MONTREAL — Demand for private planes remains hot even as the economy cools, according to Bombardier Inc. executives.
CEO Éric Martel said Thursday that business jets are not among the sluggish markets threatening to drag down Canada's economic output this year.
"We still have about the same proportion of high-net-worth individuals," he told analysts on a conference call, adding that despite the economic environment, people still need to move around.
"We did a lot of work by Microsoft Teams or Zoom in the last couple of years, but still going and visiting a factory and really assessing what's going on and talking to customers remain very important," he said, noting that interest is "really picking up" in Asia.
Charter services are becoming increasingly popular, even if ownership by businesses and the ultra-wealthy may be slowing, Martel said.
"Some corporations make the choice to say, 'I don't have my own fleet anymore.' And we see that demand going to fleet operators, which is actually a pretty good thing for us," he said, though he noted that Bombardier is not immune to broader market forces.
"If the economy really deteriorates, is there going to be a slowdown on corporate? Probably."
But Martel believes the unchanged $14.8-billion backlog of plane orders now presents a lower risk of order cancellations. "We had speculators. Today we don't have that; they're real individuals or corporations who want to have their airplane."
For now, the main challenge has been keeping up with demand amid the sector's ongoing supply chain bottlenecks, he said.
Bombardier notched slightly more deliveries last quarter than a year earlier, turning a US$302-million profit and boosting revenue by 17 per cent — due in part to higher prices, the company said.

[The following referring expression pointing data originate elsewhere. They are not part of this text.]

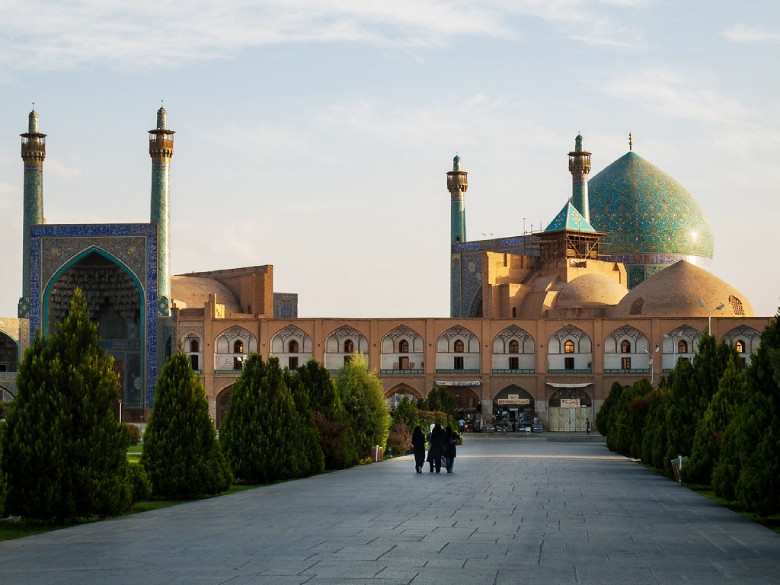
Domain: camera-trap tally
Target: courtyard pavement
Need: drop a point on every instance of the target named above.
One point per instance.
(515, 510)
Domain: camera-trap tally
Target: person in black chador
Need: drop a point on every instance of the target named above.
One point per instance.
(418, 444)
(451, 439)
(436, 448)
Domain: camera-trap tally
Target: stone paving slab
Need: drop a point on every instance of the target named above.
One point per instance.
(515, 511)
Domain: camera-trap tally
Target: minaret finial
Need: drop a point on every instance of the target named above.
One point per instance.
(579, 167)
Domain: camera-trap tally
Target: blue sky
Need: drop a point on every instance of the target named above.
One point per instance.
(316, 135)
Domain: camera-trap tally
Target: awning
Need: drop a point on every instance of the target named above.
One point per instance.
(563, 385)
(459, 383)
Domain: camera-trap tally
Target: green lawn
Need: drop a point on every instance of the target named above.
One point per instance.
(11, 528)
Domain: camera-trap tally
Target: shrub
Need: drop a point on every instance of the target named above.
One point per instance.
(399, 441)
(181, 453)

One analyst on the call noted the problems confronting rival Gulfstream Aerospace, which reported lower than expected earnings last year and weaker forecasts for 2023.

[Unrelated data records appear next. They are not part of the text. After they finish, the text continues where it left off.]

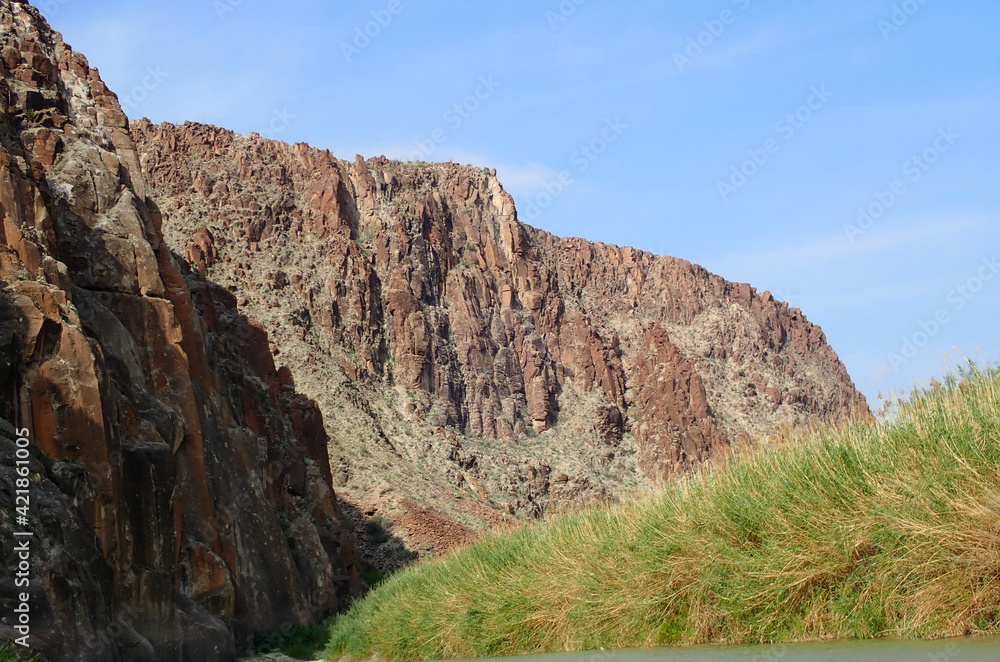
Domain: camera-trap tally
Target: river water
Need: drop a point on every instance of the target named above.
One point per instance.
(947, 650)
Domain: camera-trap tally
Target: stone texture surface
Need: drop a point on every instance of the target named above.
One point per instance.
(181, 491)
(466, 359)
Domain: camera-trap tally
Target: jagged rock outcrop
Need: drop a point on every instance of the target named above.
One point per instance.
(483, 358)
(181, 490)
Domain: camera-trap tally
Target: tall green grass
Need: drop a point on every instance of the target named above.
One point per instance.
(865, 531)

"We're probably facing the same types of challenges that they do face. We saw them coming earlier — we saw them and we did mitigate those risks," Martel said.
"We feel pretty good about the outlook we provided for the year."

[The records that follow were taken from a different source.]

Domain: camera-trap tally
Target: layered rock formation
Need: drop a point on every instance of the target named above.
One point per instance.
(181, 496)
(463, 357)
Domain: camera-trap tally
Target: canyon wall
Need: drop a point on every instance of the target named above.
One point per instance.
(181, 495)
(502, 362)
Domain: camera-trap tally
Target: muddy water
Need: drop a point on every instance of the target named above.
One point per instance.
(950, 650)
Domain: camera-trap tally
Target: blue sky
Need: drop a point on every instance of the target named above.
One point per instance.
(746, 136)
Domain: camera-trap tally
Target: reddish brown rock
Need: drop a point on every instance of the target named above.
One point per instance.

Last month, Bombardier increased its financial targets for 2025, aiming for more than US$9 billion in revenue for 2025, up from about US$7.5 billion.
The aircraft maker is looking to boost production of private jets to 138 this year from 121 in 2022, with the assembly process on track, executives said Thursday. Bombardier rolled out 22 Challenger and Global jets in its first quarter, versus a consensus expectation of 24 and compared with 21 planes a year earlier when it still also made the historic Learjet, which is no longer in production.
The banking crisis that rattled markets prompted a pause in new bookings earlier this year, but only for a few weeks, Martel said.
Meanwhile, roughly five per cent of all used business jets worldwide are currently for sale. That marks an increase from 3.1 per cent as of February 2022 — the lowest level in more than 25 years, according to market data firm Jetnet IQ — but still means new products offer a likelier option for buyers, which bodes well for Bombardier.
Martel called the percentage of pre-owned inventory on the market "extraordinarily low" versus a more typical range of between 10 and 14 per cent.
Business at Bombardier's service centres across six continents also ramped up, jumping 15 per cent year over year to US$433 million and comprising 30 per cent of its US$1.45-billion revenue.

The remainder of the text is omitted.